O encontro do governo federal com os governadores, hoje, tem forte componente
político e será entendido pelo Congresso como um sinal da
disposição do Palácio do Planalto em fazer frente
às pressões por uma reforma mais branda. Preocupado em desfazer
a imagem de perda no caso da Previdência, o ministro Antônio
Palocci voltou a defender, ontem, o acordo anunciado na semana passada:
- No caso da reforma da Previdência, o que é fundamental,
está preservado. Para os atuais servidores temos de buscar saídas
que possam contemplar aquilo que o servidor tem buscado.
O ministro da Fazenda também reagiu contra a ameaça de
greve pelo Poder Judiciário - na sua opinião, inconstitucional
- e reafirmou que as negociações em torno da emenda chegaram
ao limite. Antônio Palocci também evitou antecipar qualquer
avaliação sobre o impacto das negociações
no resultado esperado com as mudanças.
- Tem gente falando que, daqui a 20 anos, teremos dificuldades. Eu sempre
digo que devemos evitar sofrer por antecipação. Cada dia
com sua agonia.
Governo já admite
fim do subteto dos juízes
Mas objetivo do Planalto é evitar excesso de mudanças
na reforma da Previdência
Doca de Oliveira e Ana Maria Tahan
BRASÍLIA - Um jogo jogado. Assim se define, no linguajar simplório
do presidente Luiz Inácio Lula da Silva, o futuro da reforma da
Previdência. Estrategistas do Palácio do Planalto e líderes
governistas no Congresso dão como perdida a batalha no plenário
da Câmara. Uma semana antes da votação da emenda pela
comissão especial, admitem que não será possível
manter o subteto do Judiciário em 75% do salário de um ministro
do Supremo Tribunal Federal nem o limite de R$ 1.058 para as pensões.

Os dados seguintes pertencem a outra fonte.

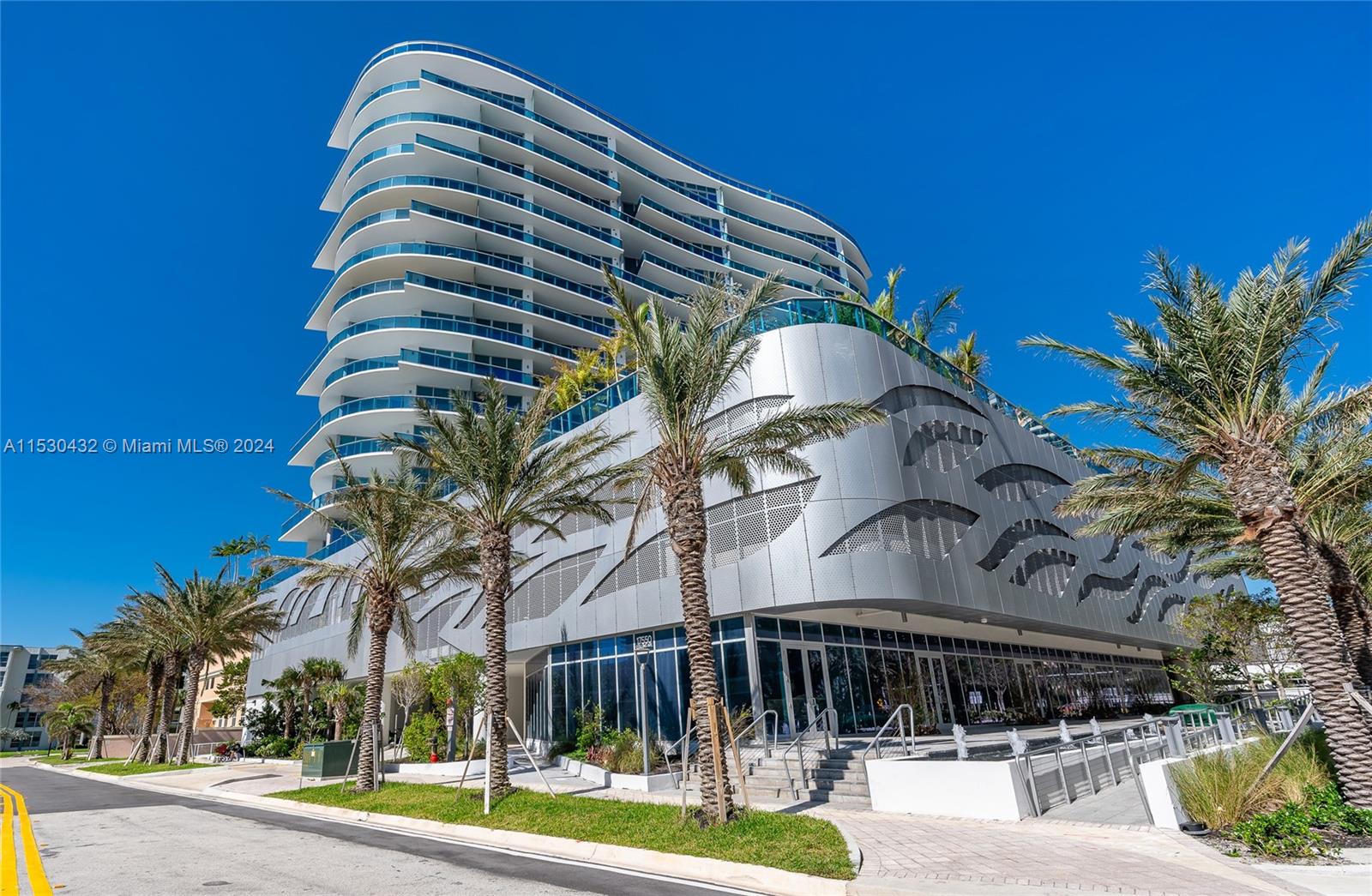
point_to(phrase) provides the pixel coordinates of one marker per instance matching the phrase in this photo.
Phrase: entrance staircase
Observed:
(836, 777)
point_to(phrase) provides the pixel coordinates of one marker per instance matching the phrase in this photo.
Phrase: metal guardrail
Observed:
(907, 737)
(1139, 743)
(799, 745)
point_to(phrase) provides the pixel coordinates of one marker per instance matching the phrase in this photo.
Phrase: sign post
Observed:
(642, 652)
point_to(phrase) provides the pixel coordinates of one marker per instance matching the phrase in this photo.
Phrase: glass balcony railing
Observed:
(384, 402)
(599, 326)
(370, 288)
(518, 171)
(442, 324)
(486, 130)
(333, 548)
(466, 365)
(484, 192)
(388, 363)
(512, 264)
(377, 93)
(795, 312)
(400, 148)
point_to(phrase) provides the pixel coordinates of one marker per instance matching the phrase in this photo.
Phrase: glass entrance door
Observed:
(936, 689)
(807, 683)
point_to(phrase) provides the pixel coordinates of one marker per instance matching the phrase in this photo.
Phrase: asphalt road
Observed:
(109, 840)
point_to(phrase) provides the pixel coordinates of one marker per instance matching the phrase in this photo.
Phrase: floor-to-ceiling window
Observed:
(868, 672)
(607, 672)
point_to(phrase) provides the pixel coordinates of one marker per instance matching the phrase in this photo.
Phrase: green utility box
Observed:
(328, 761)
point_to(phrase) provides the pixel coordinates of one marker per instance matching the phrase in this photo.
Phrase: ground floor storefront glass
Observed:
(802, 669)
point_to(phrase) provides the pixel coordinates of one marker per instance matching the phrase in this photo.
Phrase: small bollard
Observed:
(1225, 727)
(1019, 745)
(1172, 729)
(960, 738)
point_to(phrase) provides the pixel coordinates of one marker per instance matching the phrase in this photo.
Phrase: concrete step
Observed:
(811, 774)
(809, 795)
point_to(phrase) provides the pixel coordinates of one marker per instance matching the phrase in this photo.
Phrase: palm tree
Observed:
(967, 357)
(286, 692)
(93, 665)
(143, 628)
(340, 697)
(66, 722)
(406, 548)
(1331, 475)
(315, 672)
(505, 473)
(216, 619)
(683, 375)
(1211, 383)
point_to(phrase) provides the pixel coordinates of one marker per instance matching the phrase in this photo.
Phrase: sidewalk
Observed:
(909, 855)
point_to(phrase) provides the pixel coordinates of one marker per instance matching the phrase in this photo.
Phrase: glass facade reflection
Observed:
(800, 669)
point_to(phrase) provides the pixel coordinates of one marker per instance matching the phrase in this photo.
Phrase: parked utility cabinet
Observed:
(328, 759)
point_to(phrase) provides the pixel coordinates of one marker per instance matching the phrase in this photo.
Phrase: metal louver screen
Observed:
(923, 527)
(1097, 586)
(940, 445)
(1047, 571)
(544, 592)
(1019, 482)
(736, 528)
(747, 413)
(1021, 532)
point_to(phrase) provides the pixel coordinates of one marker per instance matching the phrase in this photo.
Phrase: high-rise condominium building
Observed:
(921, 562)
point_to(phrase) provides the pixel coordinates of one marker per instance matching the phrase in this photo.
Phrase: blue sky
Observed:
(162, 171)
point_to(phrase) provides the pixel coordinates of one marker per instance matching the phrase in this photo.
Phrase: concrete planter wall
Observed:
(605, 779)
(439, 770)
(951, 788)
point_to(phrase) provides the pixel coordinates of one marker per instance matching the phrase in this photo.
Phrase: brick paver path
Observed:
(1039, 855)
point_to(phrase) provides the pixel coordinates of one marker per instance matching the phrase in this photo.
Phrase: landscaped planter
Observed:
(443, 770)
(960, 789)
(605, 779)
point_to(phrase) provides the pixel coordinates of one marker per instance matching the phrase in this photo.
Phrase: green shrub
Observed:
(274, 747)
(422, 734)
(1218, 788)
(1285, 833)
(1328, 809)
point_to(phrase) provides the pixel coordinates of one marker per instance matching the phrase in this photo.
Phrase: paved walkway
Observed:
(1040, 857)
(1116, 804)
(906, 854)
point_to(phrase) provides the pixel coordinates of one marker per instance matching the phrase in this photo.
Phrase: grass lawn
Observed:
(75, 761)
(136, 768)
(792, 843)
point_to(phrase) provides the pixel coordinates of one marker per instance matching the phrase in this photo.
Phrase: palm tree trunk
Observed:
(1351, 608)
(1287, 556)
(685, 508)
(192, 683)
(100, 715)
(377, 631)
(496, 586)
(150, 713)
(171, 672)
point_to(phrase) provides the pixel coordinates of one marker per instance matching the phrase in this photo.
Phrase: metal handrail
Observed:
(1024, 761)
(767, 751)
(799, 747)
(907, 740)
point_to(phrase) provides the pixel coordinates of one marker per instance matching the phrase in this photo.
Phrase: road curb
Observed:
(736, 875)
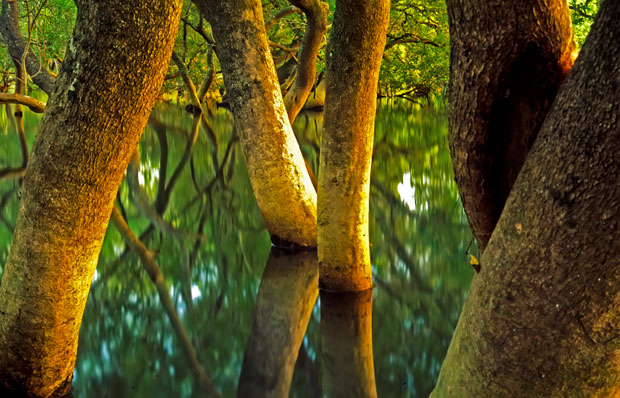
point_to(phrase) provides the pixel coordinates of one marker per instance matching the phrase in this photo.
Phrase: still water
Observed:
(247, 307)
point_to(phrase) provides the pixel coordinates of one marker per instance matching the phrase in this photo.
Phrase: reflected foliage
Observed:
(418, 234)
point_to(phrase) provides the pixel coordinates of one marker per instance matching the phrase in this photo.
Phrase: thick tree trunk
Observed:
(354, 55)
(16, 44)
(286, 297)
(542, 316)
(282, 186)
(91, 126)
(346, 342)
(507, 61)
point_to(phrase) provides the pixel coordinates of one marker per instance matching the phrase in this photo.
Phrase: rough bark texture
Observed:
(543, 315)
(354, 55)
(286, 297)
(316, 27)
(114, 68)
(507, 61)
(16, 44)
(283, 189)
(346, 342)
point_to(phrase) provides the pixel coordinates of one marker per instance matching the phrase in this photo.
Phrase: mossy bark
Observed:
(543, 317)
(281, 184)
(354, 55)
(506, 64)
(114, 67)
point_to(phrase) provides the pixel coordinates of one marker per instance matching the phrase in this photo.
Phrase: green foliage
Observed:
(582, 14)
(416, 59)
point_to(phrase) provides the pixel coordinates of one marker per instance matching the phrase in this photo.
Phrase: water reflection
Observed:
(286, 297)
(127, 346)
(346, 340)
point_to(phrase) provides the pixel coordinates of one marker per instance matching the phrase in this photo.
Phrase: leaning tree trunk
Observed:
(507, 61)
(543, 317)
(91, 126)
(282, 186)
(354, 56)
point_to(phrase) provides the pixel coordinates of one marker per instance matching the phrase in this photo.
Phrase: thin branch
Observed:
(152, 269)
(13, 98)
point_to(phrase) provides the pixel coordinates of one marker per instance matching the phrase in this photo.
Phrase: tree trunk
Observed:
(282, 186)
(542, 316)
(346, 342)
(354, 55)
(91, 126)
(506, 64)
(286, 297)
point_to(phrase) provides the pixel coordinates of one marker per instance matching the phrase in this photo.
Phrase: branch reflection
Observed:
(286, 297)
(346, 340)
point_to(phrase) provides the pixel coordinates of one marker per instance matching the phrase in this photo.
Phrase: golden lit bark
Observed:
(346, 342)
(90, 128)
(281, 184)
(354, 55)
(286, 297)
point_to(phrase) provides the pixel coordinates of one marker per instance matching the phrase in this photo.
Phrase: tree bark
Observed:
(9, 28)
(506, 64)
(90, 128)
(354, 56)
(279, 178)
(286, 297)
(542, 316)
(346, 342)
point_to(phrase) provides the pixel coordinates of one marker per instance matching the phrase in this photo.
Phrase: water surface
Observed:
(418, 234)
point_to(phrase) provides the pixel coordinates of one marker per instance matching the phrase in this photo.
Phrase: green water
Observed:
(418, 233)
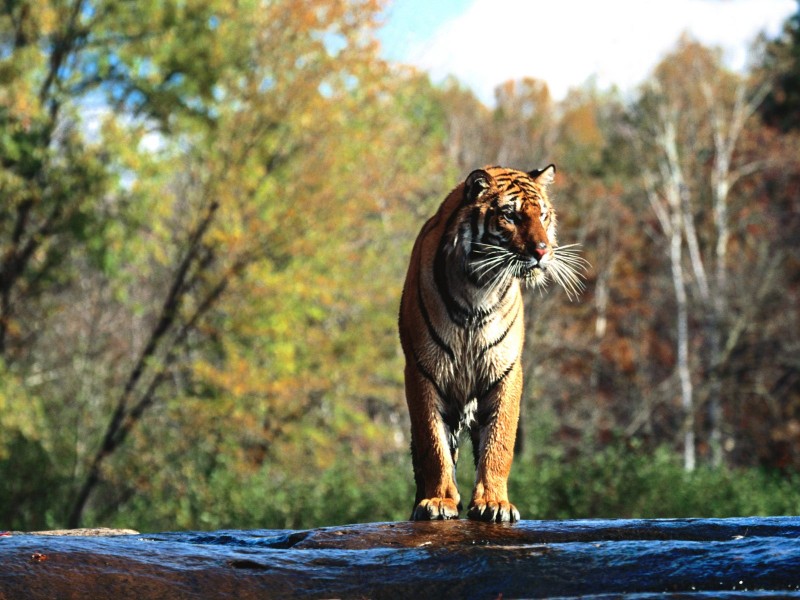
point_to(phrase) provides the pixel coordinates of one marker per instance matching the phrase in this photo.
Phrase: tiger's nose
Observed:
(539, 250)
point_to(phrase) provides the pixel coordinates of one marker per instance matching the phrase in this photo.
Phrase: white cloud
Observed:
(566, 42)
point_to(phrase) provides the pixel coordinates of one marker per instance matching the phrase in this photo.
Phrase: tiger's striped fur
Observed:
(461, 329)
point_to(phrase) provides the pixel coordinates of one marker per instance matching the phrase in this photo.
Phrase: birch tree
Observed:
(696, 117)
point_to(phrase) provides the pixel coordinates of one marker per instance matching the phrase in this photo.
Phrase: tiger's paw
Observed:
(436, 509)
(493, 512)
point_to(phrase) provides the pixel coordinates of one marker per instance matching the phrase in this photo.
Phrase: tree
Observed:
(694, 108)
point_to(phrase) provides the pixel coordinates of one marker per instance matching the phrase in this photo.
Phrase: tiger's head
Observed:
(512, 231)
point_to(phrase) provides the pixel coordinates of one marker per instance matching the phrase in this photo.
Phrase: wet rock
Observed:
(449, 559)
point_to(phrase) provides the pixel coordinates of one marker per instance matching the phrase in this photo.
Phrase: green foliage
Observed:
(627, 481)
(206, 214)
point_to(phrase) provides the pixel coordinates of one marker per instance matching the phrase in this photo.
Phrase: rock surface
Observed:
(448, 559)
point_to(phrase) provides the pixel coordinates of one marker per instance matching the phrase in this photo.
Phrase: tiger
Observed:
(461, 331)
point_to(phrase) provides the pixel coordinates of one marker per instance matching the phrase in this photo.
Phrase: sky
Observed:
(568, 42)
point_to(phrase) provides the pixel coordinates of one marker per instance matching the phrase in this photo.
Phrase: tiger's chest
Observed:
(467, 357)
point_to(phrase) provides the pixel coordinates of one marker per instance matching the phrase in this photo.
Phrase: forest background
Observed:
(206, 212)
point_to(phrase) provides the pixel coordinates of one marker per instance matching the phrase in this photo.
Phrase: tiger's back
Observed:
(462, 331)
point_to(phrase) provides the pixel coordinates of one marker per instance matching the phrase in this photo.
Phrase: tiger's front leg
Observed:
(498, 414)
(434, 471)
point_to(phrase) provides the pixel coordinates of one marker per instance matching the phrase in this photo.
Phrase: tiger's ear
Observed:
(544, 177)
(476, 185)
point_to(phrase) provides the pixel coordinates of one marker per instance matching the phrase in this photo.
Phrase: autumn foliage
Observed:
(206, 212)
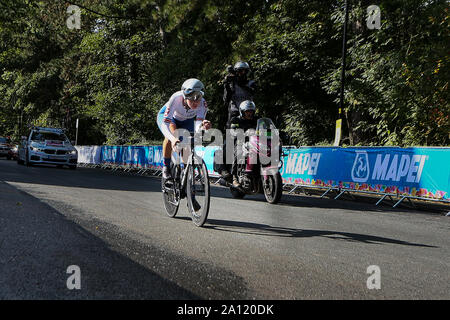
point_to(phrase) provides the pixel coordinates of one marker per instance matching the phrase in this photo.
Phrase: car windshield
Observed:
(42, 136)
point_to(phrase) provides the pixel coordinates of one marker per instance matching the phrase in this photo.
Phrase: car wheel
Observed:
(27, 160)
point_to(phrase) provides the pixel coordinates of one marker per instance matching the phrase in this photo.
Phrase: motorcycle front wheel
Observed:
(272, 187)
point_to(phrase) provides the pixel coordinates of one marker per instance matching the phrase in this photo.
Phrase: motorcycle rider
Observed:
(237, 88)
(245, 121)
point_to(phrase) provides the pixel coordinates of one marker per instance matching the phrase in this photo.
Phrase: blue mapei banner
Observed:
(420, 172)
(134, 156)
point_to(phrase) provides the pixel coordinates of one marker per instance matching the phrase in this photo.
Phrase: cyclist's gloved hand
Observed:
(206, 124)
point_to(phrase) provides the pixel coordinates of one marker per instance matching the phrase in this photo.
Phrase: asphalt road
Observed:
(114, 228)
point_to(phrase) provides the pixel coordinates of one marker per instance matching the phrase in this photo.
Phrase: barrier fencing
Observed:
(386, 172)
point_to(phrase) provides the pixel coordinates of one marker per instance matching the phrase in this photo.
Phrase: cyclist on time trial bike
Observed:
(181, 111)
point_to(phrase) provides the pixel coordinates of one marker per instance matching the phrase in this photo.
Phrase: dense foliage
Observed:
(116, 72)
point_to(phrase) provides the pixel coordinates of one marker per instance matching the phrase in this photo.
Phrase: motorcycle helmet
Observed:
(247, 105)
(193, 89)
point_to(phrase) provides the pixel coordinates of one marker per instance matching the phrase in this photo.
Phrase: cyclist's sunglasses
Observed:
(194, 95)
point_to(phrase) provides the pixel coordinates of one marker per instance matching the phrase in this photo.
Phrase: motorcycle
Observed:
(259, 172)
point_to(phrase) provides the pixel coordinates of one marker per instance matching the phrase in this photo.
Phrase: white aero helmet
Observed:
(247, 105)
(193, 89)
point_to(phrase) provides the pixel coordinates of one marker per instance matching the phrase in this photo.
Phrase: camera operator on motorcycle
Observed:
(181, 111)
(245, 121)
(237, 88)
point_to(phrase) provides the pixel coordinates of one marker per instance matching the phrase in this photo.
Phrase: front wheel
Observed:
(273, 187)
(198, 192)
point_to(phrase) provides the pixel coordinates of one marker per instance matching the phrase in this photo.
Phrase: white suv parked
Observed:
(47, 146)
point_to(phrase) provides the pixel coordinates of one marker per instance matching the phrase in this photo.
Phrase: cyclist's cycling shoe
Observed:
(195, 204)
(166, 174)
(226, 175)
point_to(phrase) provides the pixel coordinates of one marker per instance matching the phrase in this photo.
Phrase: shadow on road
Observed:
(81, 178)
(267, 230)
(313, 202)
(91, 178)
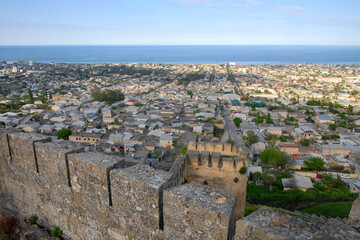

Assim, a votação em primeiro turno da emenda, prevista para
meados de agosto, está definida.
Caso as alterações excedam esses dois pontos, vai recorrer
ao mesmo método que condenou nos oito anos da gestão Fernando
Henrique Cardoso: lembrar aos rebeldes que a liberação de
verbas para suas emendas ao Orçamento e a nomeação
de apadrinhados para cargos federais dependerá do ''comportamento''
deles no registro do painel eletrônico de votação.
Ou seja, sem o voto não há verba nem cargos.
Até lá, governo e líderes governistas seguirão
à risca o script. Preocupado em preservar a credibilidade do mercado
financeiro, dos empresários e do cidadão, o Planalto manterá
o discurso contra as alterações no texto do relatório
e repicará que o limite de negociações se esgotou.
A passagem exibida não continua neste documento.